Of course, there are naysayers, those people who think that spending your savings and endangering the future of your wife and children (not to mention maybe blowing up the town nearby) is selfish and absurd. To which I can only add: Those naysayers have a point.
Perhaps I found “The Astronaut Farmer” a chore to sit through because Charles Farmer struck me as an irresponsible idiot. By the time he launches his first rocket, which careens horizontally across the prairie and rips a hole in a billboard while miraculously avoiding living creatures, I’d had enough of the dream.
Virginia Madsen plays Farmer’s wife, and it’s just a coincidence that she plays the wife of another obsessive, Jim Carrey, in “The Number 23,” also opening today. That movie admits to being a nightmare, while “The Astronaut Farmer” is a whimsical and lighthearted affair.
The film comes from the Polish brothers (that’s their name, not their nationality), twin filmmakers who did “Northfork.” They write the script, Michael directs, and Mark acts – here, he’s cast as an FBI observer. The cast is filled out by Bruce Dern in the cagey old-timer role (not unlike his part in “Madison”) and Tim Blake Nelson as a small-town lawyer.

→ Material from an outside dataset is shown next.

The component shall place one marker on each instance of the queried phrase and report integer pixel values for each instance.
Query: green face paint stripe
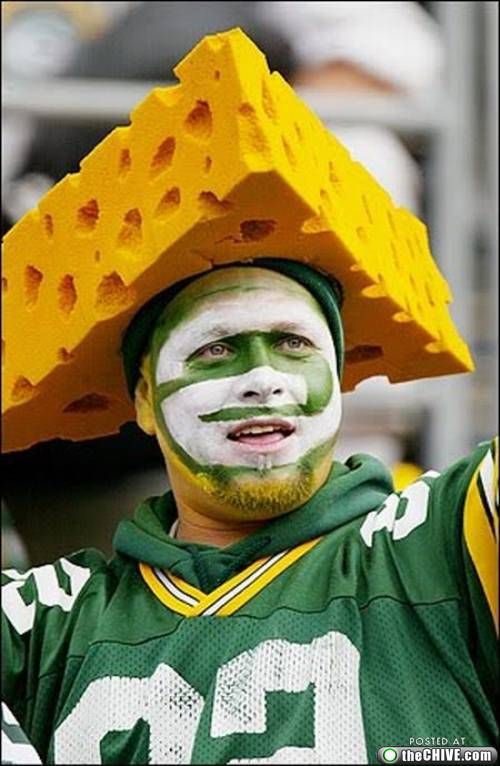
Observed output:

“The Astronaut Farmer” tries to be an old-fashioned, feel-good picture, but the wheels creak. If David Lynch had made this movie (along the lines of his “Straight Story”), he might have given it an oddball edge that cuts the sweetness. But even Billy Bob Thornton isn’t vinegary enough to change this formula.
Billy Bob Thornton stars in “The Astronaut Farmer.”